The College of Physicians and Surgeons of Ontario said Tuesday it imposed an interim ban on Dr Patrick Phillips after he refused to cooperate with an investigation into allegations that he spread misinformation about the pandemic.
The regulator said Dr Phillips was asked to prescribe ivermectin – an antiparasitic agent that Health Canada says should not be used to treat COVID-19 – as well as prescribing fluvoxamine and atorvastatin in relation to the virus. has also been banned.
The College alleges that between August 2020 and this month, Dr. Phillips engaged in abusive, abusive or unprofessional conduct in his communications regarding the pandemic, including on social media.
It is alleged to include making misleading, false or inflammatory statements on COVID-19 vaccines, treatments and public health measures.

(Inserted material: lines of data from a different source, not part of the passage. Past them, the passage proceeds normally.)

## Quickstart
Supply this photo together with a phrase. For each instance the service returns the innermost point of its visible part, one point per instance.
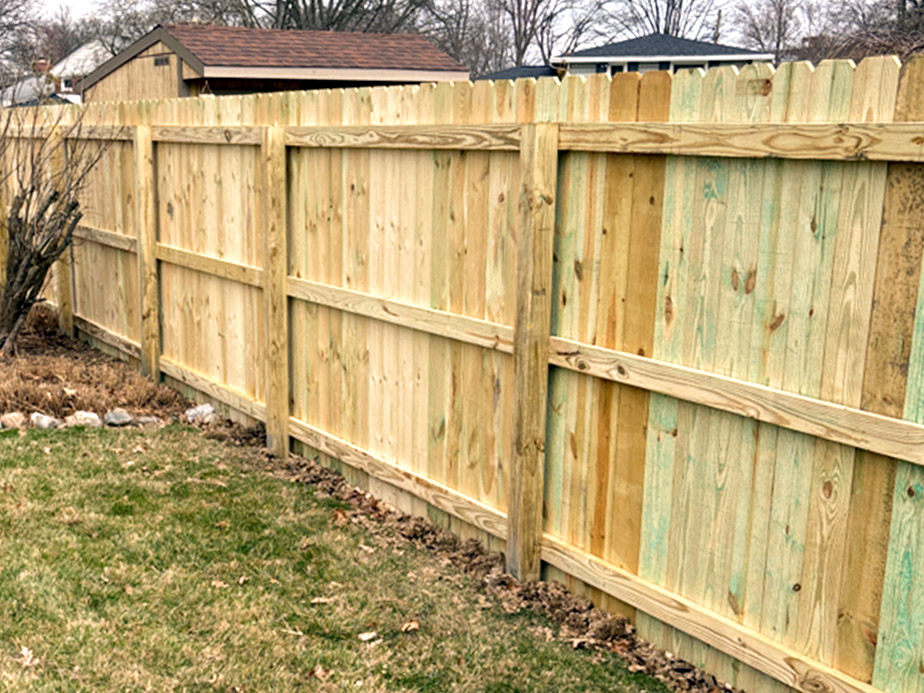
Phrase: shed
(194, 59)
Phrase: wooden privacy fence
(657, 336)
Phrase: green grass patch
(136, 561)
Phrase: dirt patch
(580, 623)
(56, 375)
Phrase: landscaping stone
(39, 420)
(204, 413)
(117, 418)
(83, 418)
(14, 419)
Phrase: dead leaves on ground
(27, 659)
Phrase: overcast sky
(78, 8)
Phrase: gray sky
(78, 8)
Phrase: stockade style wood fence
(660, 337)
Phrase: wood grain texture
(274, 292)
(846, 425)
(900, 640)
(127, 346)
(450, 325)
(107, 238)
(243, 274)
(812, 141)
(430, 137)
(745, 644)
(235, 399)
(147, 259)
(206, 134)
(539, 164)
(440, 496)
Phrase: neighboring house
(29, 91)
(77, 65)
(656, 52)
(194, 59)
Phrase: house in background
(656, 52)
(71, 69)
(194, 59)
(652, 52)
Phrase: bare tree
(472, 31)
(770, 26)
(16, 18)
(695, 19)
(566, 25)
(336, 15)
(46, 165)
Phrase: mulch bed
(58, 376)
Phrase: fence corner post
(536, 235)
(64, 290)
(147, 260)
(275, 299)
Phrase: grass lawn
(161, 560)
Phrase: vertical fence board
(899, 649)
(147, 239)
(539, 166)
(274, 292)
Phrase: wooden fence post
(275, 300)
(64, 295)
(539, 171)
(147, 261)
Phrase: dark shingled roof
(520, 72)
(244, 47)
(657, 45)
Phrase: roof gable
(661, 45)
(245, 47)
(225, 48)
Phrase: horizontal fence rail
(807, 141)
(663, 374)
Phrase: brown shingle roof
(244, 47)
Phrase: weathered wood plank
(835, 422)
(245, 274)
(834, 141)
(722, 633)
(274, 291)
(234, 398)
(459, 327)
(487, 137)
(900, 639)
(123, 344)
(206, 134)
(440, 496)
(539, 166)
(108, 238)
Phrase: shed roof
(520, 72)
(225, 51)
(246, 47)
(662, 46)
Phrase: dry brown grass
(58, 376)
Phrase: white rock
(14, 419)
(39, 420)
(83, 418)
(203, 412)
(117, 417)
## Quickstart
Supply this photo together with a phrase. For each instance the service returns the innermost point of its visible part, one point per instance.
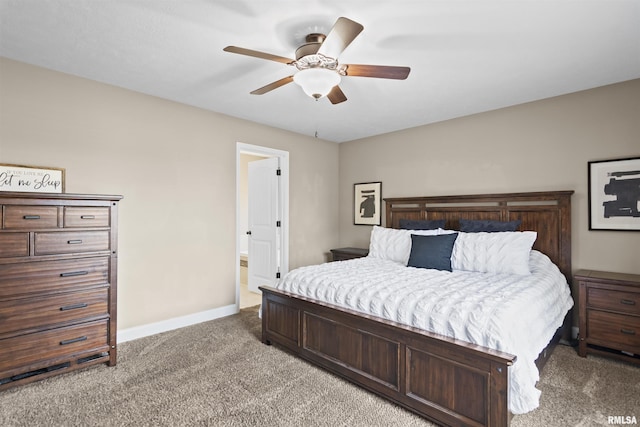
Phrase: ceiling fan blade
(258, 54)
(336, 95)
(379, 71)
(271, 86)
(343, 32)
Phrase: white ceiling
(466, 57)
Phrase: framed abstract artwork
(367, 199)
(614, 194)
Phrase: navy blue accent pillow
(489, 226)
(424, 224)
(432, 251)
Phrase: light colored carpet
(218, 373)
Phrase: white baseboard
(136, 332)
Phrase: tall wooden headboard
(548, 213)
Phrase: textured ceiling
(466, 57)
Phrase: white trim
(136, 332)
(284, 188)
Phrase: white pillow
(394, 244)
(502, 252)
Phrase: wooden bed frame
(448, 381)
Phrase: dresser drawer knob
(74, 306)
(74, 273)
(72, 340)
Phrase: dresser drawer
(71, 242)
(52, 276)
(30, 217)
(28, 313)
(618, 329)
(29, 350)
(86, 217)
(625, 302)
(14, 245)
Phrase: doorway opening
(248, 274)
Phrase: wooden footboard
(448, 381)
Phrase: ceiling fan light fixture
(317, 82)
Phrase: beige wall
(537, 146)
(175, 166)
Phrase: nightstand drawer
(30, 217)
(614, 329)
(32, 313)
(625, 302)
(71, 242)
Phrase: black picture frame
(614, 194)
(367, 202)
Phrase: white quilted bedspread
(511, 313)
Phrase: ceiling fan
(319, 72)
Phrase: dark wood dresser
(609, 314)
(341, 254)
(58, 281)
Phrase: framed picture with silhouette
(367, 201)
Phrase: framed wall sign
(367, 200)
(31, 179)
(614, 194)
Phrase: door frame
(242, 148)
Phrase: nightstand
(342, 254)
(609, 305)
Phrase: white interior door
(263, 222)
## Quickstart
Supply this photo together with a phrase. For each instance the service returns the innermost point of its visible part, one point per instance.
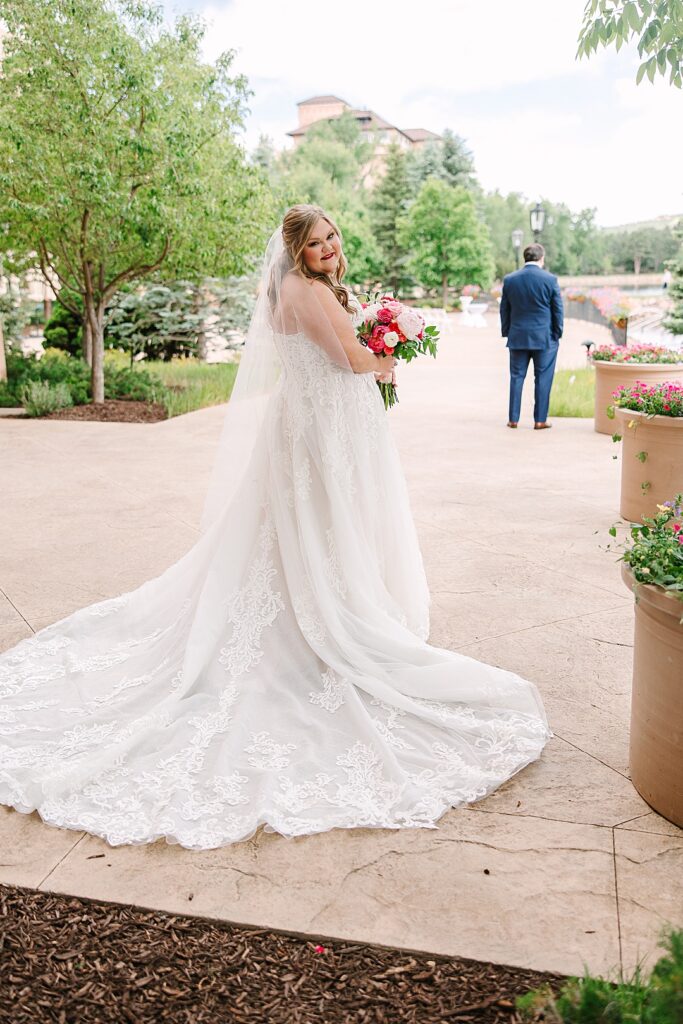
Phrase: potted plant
(653, 570)
(619, 366)
(649, 423)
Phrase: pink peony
(411, 324)
(376, 343)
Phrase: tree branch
(139, 270)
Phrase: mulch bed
(113, 411)
(74, 961)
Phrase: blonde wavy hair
(298, 222)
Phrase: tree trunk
(94, 312)
(3, 361)
(87, 341)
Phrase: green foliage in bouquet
(41, 397)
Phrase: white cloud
(455, 62)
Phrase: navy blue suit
(531, 320)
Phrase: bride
(278, 674)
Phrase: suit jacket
(531, 310)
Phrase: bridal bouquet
(389, 327)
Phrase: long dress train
(279, 673)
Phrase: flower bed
(620, 367)
(606, 306)
(649, 419)
(637, 354)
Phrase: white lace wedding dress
(279, 673)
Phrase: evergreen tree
(449, 160)
(119, 153)
(389, 203)
(450, 245)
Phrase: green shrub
(41, 397)
(136, 385)
(596, 1000)
(7, 397)
(54, 368)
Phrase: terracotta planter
(653, 479)
(656, 707)
(610, 376)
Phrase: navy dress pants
(544, 371)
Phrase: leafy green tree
(589, 244)
(65, 328)
(645, 249)
(674, 322)
(360, 247)
(657, 25)
(503, 215)
(118, 153)
(449, 245)
(388, 204)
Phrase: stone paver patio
(563, 866)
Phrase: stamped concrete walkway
(563, 866)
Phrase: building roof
(369, 121)
(420, 134)
(322, 99)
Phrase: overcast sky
(500, 73)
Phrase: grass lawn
(191, 384)
(573, 392)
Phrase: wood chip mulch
(113, 411)
(73, 961)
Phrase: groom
(531, 320)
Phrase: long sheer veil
(286, 304)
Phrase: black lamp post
(538, 220)
(517, 237)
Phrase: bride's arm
(326, 322)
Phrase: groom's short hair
(534, 253)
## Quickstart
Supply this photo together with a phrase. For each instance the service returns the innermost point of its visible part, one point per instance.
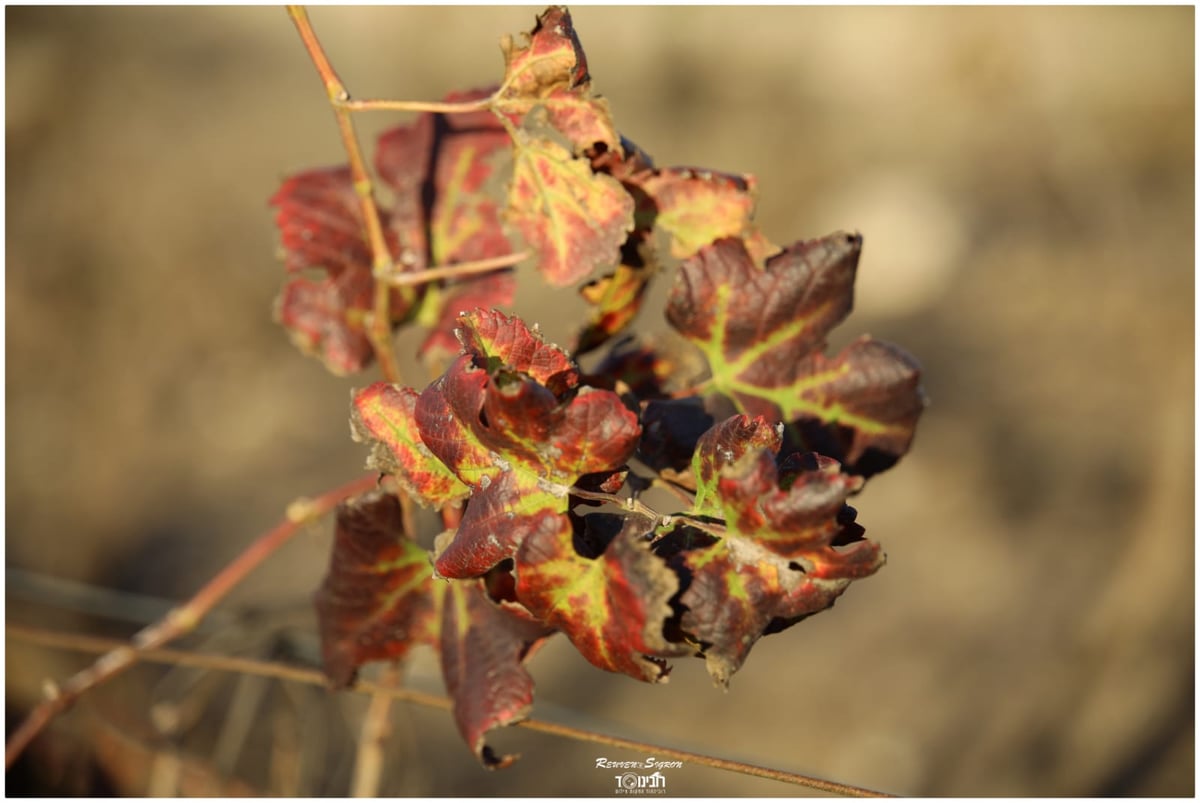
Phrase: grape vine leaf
(383, 415)
(377, 600)
(381, 599)
(496, 289)
(439, 169)
(549, 71)
(763, 333)
(484, 647)
(612, 606)
(693, 205)
(510, 419)
(327, 318)
(721, 445)
(321, 226)
(573, 219)
(791, 547)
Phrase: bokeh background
(1024, 179)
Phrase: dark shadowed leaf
(484, 647)
(573, 219)
(327, 318)
(789, 552)
(612, 607)
(763, 331)
(510, 420)
(378, 599)
(439, 169)
(382, 415)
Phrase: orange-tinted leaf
(549, 71)
(321, 226)
(695, 207)
(511, 421)
(327, 318)
(612, 607)
(378, 599)
(616, 299)
(321, 222)
(383, 415)
(573, 219)
(763, 331)
(439, 168)
(496, 289)
(484, 647)
(723, 445)
(791, 549)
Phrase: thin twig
(181, 619)
(382, 263)
(267, 669)
(436, 107)
(628, 503)
(457, 270)
(372, 737)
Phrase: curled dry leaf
(763, 333)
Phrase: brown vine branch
(181, 619)
(382, 262)
(369, 760)
(301, 675)
(436, 107)
(457, 270)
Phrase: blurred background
(1024, 179)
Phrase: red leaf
(321, 225)
(694, 205)
(612, 607)
(724, 444)
(377, 600)
(573, 219)
(484, 647)
(510, 420)
(549, 72)
(491, 291)
(791, 546)
(321, 222)
(325, 318)
(763, 331)
(439, 168)
(383, 415)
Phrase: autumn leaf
(694, 205)
(382, 415)
(791, 545)
(549, 71)
(573, 219)
(616, 300)
(724, 444)
(496, 289)
(321, 222)
(378, 599)
(439, 169)
(484, 647)
(612, 607)
(510, 419)
(763, 333)
(327, 318)
(381, 599)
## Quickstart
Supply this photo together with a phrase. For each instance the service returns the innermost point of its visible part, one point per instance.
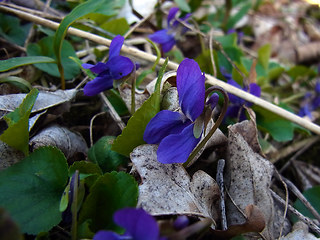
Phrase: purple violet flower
(167, 37)
(139, 225)
(174, 131)
(115, 68)
(236, 109)
(310, 103)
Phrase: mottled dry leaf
(68, 142)
(255, 222)
(45, 100)
(248, 175)
(9, 156)
(300, 231)
(168, 189)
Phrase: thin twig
(91, 126)
(301, 217)
(113, 112)
(211, 54)
(220, 182)
(174, 66)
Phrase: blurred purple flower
(236, 109)
(167, 37)
(311, 102)
(139, 225)
(115, 68)
(174, 131)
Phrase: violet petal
(172, 13)
(176, 148)
(233, 111)
(97, 85)
(115, 46)
(213, 100)
(98, 68)
(191, 89)
(255, 89)
(138, 223)
(106, 235)
(164, 124)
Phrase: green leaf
(264, 55)
(11, 63)
(183, 5)
(17, 133)
(102, 154)
(233, 20)
(132, 134)
(313, 196)
(117, 26)
(301, 71)
(31, 189)
(44, 47)
(12, 31)
(105, 7)
(89, 171)
(229, 40)
(111, 192)
(279, 128)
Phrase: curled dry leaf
(248, 176)
(168, 189)
(9, 156)
(68, 142)
(300, 231)
(45, 100)
(255, 222)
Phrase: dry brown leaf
(300, 231)
(248, 176)
(255, 222)
(68, 142)
(45, 100)
(168, 189)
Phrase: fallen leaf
(248, 176)
(168, 189)
(254, 223)
(300, 231)
(45, 100)
(68, 142)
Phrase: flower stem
(215, 126)
(133, 92)
(74, 206)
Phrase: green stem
(133, 92)
(74, 206)
(61, 70)
(228, 7)
(215, 126)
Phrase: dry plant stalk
(171, 65)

The college further alleged that Dr Phillips is “incompetent with respect to his communications” regarding the pandemic.
The regulator’s public records indicate that Dr. Phillips’ primary location of practice is Englehart and District Hospital in Englehart, Ont., approximately 45 kilometers south of Kirkland Lake.
Dr. Phillips addressed the allegations and sanctions on Twitter.
“I haven’t been more proud of myself than the day I decided to take a stand against the medical tyranny of my country,” he wrote Tuesday morning.
“Giving patients and the public access to treatment for injuries caused by COVID-19 and vaccines and protecting them from medical coercion is not something I will regret.”
The college said Dr Phillips is the first doctor to be referred to its disciplinary tribunal – and to face interim measures – over allegations of COVID-19 misinformation. The date of hearing has not yet been fixed.
The regulator had previously cautioned a pediatrician in Brampton, Ont., over several tweets about COVID-19 that said vaccination was unnecessary, in accordance with the college’s decision.
In the document, the college said the warning given to Dr. Kulwinder Kaur Gill in February “related to a lack of professionalism and failure to exercise caution in her posts on social media, which is irresponsible behavior on the part of a member of the profession and presents a potential risk to public health.”
That decision is being appealed to the Health Professions Appeals and Review Board and a request has also been filed in Divisional Court for judicial review, according to the college.